Verfasst: 28.12.2007, 09:47
von Nicole
Hallo Schwarzbeere,

vielen Dank für Deine Erläuterung. Bitte verstehe meine Frage nicht als negative Kritik, ich neige dazu, die Dinge zu hinterfragen. Es tut allerdings meinem Wohlbehagen beim Lesen Deiner Zeilen keinerlei Abbruch. und genau das ist auch das richtig Wort: Wohlbehagen.

Gruß, Nicole

Verfasst: 28.12.2007, 14:40
von Chiquita
der tanz setzt sich langsam zusammen. nach den worten im kopf. der tanz geht gar noch weiter. ein schöner versuch, das netz darüber auszuwerfen.

gruß
chiqu.

Verfasst: 28.12.2007, 20:02
von Ramona_L
Guten Abend, Schwarzbeere ...

eine wunderbare Beschreibung, auch wenn man nichts von ihr erfährt,
außer Bewegung, Schenkel und helle Augen ...
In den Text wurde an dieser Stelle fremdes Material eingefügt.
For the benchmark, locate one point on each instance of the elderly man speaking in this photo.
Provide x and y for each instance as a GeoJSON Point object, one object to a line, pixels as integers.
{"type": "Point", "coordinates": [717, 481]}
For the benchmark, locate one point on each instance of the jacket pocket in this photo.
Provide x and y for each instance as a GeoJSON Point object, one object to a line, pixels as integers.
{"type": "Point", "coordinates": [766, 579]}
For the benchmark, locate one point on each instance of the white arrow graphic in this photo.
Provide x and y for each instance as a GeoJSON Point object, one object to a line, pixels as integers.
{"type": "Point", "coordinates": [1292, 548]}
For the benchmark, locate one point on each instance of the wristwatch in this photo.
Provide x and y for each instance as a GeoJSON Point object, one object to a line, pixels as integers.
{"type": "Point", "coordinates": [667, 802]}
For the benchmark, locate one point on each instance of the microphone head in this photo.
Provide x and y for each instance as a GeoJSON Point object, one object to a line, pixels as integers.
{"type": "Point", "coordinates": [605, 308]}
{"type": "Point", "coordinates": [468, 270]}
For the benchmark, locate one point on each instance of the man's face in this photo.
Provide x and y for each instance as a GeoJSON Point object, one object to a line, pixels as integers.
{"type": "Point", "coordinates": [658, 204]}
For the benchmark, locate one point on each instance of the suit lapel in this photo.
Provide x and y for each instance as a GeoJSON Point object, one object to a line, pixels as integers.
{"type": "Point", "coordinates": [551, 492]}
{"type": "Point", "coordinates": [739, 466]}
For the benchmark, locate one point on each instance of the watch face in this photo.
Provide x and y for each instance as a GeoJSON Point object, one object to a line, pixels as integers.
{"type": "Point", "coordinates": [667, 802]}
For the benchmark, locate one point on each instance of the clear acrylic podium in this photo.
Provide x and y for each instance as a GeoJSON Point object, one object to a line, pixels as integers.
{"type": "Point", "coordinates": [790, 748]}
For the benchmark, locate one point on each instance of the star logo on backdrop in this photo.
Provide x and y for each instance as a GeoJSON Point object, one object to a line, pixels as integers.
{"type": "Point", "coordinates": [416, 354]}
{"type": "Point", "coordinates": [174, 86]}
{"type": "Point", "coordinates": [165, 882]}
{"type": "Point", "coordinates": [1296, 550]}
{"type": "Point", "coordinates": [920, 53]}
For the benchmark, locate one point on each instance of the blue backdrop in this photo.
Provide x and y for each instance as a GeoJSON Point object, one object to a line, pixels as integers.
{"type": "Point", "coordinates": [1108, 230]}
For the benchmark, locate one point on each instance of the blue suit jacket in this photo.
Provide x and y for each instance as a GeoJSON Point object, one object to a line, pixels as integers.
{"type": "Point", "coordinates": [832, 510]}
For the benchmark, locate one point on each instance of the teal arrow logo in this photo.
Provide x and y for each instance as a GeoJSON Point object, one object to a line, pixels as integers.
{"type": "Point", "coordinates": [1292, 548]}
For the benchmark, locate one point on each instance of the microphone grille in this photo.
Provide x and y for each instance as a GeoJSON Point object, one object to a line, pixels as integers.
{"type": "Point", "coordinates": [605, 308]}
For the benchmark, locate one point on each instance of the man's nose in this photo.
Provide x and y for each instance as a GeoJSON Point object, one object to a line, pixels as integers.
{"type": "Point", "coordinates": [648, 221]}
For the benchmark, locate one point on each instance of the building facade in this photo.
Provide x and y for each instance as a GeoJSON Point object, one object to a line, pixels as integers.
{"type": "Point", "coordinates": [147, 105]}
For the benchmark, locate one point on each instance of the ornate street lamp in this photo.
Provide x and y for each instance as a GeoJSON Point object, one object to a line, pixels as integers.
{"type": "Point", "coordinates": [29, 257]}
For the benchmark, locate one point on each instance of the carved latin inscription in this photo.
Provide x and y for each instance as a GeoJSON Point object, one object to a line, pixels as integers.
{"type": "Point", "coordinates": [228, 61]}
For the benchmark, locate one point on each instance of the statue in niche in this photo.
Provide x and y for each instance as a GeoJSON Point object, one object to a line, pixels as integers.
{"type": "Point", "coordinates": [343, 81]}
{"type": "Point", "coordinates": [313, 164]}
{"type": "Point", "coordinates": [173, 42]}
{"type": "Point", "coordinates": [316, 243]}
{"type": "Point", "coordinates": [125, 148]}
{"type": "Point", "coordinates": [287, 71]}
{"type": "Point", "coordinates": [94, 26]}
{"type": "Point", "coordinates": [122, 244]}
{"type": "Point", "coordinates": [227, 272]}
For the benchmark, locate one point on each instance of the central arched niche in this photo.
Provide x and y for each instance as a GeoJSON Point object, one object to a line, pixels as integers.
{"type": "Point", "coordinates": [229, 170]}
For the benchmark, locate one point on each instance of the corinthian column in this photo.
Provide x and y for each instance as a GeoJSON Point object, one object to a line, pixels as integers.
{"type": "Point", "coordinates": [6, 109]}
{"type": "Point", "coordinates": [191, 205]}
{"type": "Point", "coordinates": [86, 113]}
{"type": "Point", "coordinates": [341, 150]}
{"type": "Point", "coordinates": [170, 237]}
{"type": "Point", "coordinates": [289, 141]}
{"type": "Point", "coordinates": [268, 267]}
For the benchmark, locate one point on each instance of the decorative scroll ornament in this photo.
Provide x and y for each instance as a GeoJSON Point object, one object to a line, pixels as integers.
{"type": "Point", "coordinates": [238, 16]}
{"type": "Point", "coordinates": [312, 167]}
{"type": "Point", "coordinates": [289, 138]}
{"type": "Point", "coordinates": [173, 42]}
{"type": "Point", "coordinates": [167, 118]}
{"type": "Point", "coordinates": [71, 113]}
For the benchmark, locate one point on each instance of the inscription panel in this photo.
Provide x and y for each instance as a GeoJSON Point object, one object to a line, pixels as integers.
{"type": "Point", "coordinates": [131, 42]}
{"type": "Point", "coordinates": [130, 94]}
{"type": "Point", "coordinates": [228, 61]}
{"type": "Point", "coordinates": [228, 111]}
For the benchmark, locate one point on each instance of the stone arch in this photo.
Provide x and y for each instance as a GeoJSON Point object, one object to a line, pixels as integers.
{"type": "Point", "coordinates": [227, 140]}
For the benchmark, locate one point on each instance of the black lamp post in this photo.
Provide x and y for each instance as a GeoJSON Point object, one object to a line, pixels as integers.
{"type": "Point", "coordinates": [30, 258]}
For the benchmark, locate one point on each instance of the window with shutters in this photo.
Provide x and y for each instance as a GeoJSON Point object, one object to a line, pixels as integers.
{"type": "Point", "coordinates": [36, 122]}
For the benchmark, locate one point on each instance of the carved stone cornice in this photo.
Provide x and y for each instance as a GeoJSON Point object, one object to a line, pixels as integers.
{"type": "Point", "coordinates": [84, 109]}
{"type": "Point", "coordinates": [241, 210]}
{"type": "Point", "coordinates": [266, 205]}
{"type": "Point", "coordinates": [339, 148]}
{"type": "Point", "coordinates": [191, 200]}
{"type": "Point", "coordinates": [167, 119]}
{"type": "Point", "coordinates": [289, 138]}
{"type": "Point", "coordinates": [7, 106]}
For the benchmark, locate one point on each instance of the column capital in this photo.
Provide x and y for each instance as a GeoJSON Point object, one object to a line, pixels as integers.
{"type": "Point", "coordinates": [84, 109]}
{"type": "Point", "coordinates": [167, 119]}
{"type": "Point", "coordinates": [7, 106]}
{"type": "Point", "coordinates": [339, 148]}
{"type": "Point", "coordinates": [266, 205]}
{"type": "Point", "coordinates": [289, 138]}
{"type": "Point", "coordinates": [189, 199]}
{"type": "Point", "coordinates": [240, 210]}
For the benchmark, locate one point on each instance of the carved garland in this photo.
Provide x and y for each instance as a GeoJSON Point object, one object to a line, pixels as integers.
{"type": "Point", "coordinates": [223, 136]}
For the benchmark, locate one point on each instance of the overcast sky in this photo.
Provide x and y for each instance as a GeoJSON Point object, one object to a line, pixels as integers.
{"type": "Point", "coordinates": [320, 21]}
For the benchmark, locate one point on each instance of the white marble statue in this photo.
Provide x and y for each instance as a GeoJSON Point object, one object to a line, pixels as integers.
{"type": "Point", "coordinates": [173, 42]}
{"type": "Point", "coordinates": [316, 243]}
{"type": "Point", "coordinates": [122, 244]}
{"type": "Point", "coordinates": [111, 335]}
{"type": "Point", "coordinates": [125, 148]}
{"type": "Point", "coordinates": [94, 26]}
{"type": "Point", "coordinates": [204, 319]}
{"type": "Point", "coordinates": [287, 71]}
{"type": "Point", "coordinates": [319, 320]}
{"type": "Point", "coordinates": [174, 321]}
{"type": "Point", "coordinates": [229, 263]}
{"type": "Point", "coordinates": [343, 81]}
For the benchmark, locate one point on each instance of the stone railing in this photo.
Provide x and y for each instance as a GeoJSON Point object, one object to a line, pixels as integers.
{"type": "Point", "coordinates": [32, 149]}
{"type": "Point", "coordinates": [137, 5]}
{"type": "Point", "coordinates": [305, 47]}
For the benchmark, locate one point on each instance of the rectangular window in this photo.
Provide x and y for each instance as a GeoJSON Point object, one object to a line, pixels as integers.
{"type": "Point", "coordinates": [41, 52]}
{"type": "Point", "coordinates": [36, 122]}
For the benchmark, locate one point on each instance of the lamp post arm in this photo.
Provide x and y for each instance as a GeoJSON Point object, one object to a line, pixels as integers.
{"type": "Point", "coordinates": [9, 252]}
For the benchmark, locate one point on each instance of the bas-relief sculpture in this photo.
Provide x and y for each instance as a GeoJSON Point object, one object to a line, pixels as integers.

ihr Haar? ihre Hüften? ihr Duft?

wie auch immer, ich könnte mir zwei 'und' wegdenken und es
würde besser fließen, sich spannender fügen, nach meinem Ermessen.


Die Tanzende

Sie hob die fast schon reifen Schenkel
bis die schlanken Beine
und die vorgestreckten Unterarme
zu einer Linie in den Raum sich fügten,
an der entlang wie leichtes Beben
der Rhythmus zu vibrieren schien.

Dann schnellte der gespannte Torso
im Sprunge vor und wie die Arme
sich zum weichen Gleiten breiteten,
warf in den Nacken sie den Kopf,
die hellen Augen weit geöffnet

lächelnd mit gelösten Lippen.


Auch könnte ich mir vorstellen, dass das Präsens dem Gedicht
gut tun würde ...

Meine Gedanken dazu,

Ramona

Verfasst: 28.12.2007, 22:46
von moshe.c
Lieber Schwarzbeere!

War ich denn mißverständlich in Sachen Käse?

Ich denke nicht.

Gerne nehme ich deine Anregung an und werde mir den Calvino mal besorgen. Ich kenne ihn nicht, aber deine Empfehlung macht in mir unwiederstehlich.

Was ich davon habe, werde ich ja sehen.